遼太郎の側にたたずんで、その手元を見つめていたみのりは、突然、何も言わないまま逃げるように身を翻した。
張り詰めている気持ちが今にも弾けてしまいそうで、これ以上この部屋の中にいることはできなかった。
みのりの行動に気づいた遼太郎は、顔を上げてタオルを投げ捨てた。大股でみのりを追いかけて、その前に回り込み、今まさにみのりが出て行こうとしていたドアの前に立ちふさがった。
「まだ……、帰らないでください!!」
血相を変えた遼太郎が、切迫した声で懇願する。行く手を阻まれたみのりは、無言のまま理由を問う目で遼太郎を見上げた。
「まだ、何も大事なことを話せてません。」
〝大事なこと〟とは何なのか……。それを知るのが、みのりは怖かった。だからこそ、できるだけ冷静に、みのりは〝先生〟という仮面をかぶり続けた。

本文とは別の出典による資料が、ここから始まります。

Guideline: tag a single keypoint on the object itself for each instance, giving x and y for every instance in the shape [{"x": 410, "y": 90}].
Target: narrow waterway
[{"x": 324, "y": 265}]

「だって、狩野くんもこれから用事があるんでしょ?学校には行かなくていいの?」
「用事なんてありません。学校は今、秋休みだし。」
「でも、もう失礼するわ。私、行きたいところがあるし。狩野くんもせっかくのお休みなんだから、友達や彼女と遊びに行ったらいいじゃない。」
「……彼女?」
遼太郎がみのりの言葉の一部に反応して、眉間にしわを寄せ、首をかしげる。